The plan also states that “the lack of land partition into blocks and plots, excluding the Jewish Quarter, makes it harder to assert ownership rights.” In reality, ownership documents for property in the Old City have the plot and block marked clearly at the top, even on some Israeli registration documents post 1967.

It does not take much to add one to one. The Palestinian land which was frozen by previous planning and zoning schemes as green and open spaces, and which amounts to 44% (including 6% which was assigned for infrastructure and services and which remained under municipal control) could become accessible for use by the Israeli municipality for Jewish settlement and Jewish public concerns. Unlike the Israeli government, the Israeli municipality can expropriate land for public use on the basis of a town planning scheme only. The municipality will be able to use this strategic land reserve for Jewish settlement and other 2020-bound Jewish development projects in occupied East Jerusalem. In fact, the plan confirms this assumption by indicating that housing expansion for Jews will be intensified in the south and north and reduced in the west and centre. For instance 30,000 housing units are planned for Jews in occupied East Jerusalem around Jabal Abu Ghneim. Others are planned around Pisgat Zeev.

It is very important to mention that the person in charge of the Israeli National Parks’ Authority in East Jerusalem is the leader of EL AD, a settler group. The settlers’ group spearheaded settlement inside Palestinian built-up areas, in areas designated as ‘green,’ as in the case in Karm El-Mufti in Sheikh Jarrah.

If Approved

The Master Plan Jerusalem 2000 will phase out the Palestinian communal entity totally as it alienates Palestinian areas from each other and alienates these areas from a communal centre of life in and around the Old City and appends these areas increasingly to West Jerusalem.
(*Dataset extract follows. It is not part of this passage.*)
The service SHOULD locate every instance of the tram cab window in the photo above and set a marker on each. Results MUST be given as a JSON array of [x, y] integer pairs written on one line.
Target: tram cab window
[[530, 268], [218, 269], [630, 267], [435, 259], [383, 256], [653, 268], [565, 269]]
It will turn the Palestinian area into impoverished, densely populated slums whose inhabitants rely on West Jerusalem for jobs.

The Vision and Mission

In Theodor Herzl’s own diary he declared that while Jerusalem was a majestic city it was also in dire need of modernization. “The musty deposits of two thousands years of inhumanity, intolerance, and foulness lie in reeking alleys. The one man who has been present here all this while, the lovable dreamer of Nazareth, has done nothing but help increase the hate. If Jerusalem is ever ours, and if I were still able to do anything about it, I would begin by cleaning it up. I would clear out everything that is not sacred, set up workers’ houses beyond the city, empty and tear down the filthy rat-holes, burn all the non-sacred ruins, and put the bazaars elsewhere. Then, retaining as much of the old architectural style as possible, I would build an airy, comfortable, properly sewered, brand new city around the Holy Places.”

He also dreamt of Jerusalem as a 20th century city with modern neighbourhoods and electric lines and tree-lined boulevards in other parts of his diary. The Old City section of the Master Plan unfortunately tries to project the vision of the Father into reality as it does mention the “demolition of houses which have no value for renovation.” And it does question Palestinian property ownership.

The Master Plan could also realize a comment that Moshe Dayan made back in the early ’70s when he was responsible for the occupied territories. He said to his cabinet colleagues that, “we should tell the Palestinians that we have no solution for you, that you will live like dogs, and whoever will leave will leave, and we’ll see where that leads.”

The Master Plan is in the last stages of formal approvals by the Israeli government authorities. Once approved, it will be deposited for public appeals for 60 days. The whole document has been translated into Arabic. It is being translated into English now. A web page has been set up for information: coalitionforjerusalem.blogspot.com.

Amal Nashashibi is the publicity advisor for the Coalition for Jerusalem, a league of religious dignitaries, political factions, civil society organizations and individuals based in Jerusalem. It is a non-violent, direct action group formed in 2004 to oppose the Israeli Government’s arbitrary measures to alter the status of East Jerusalem in violation of international legitimacy and human rights conventions, and to reaffirm that East Jerusalem is the capital of the future Palestinian State.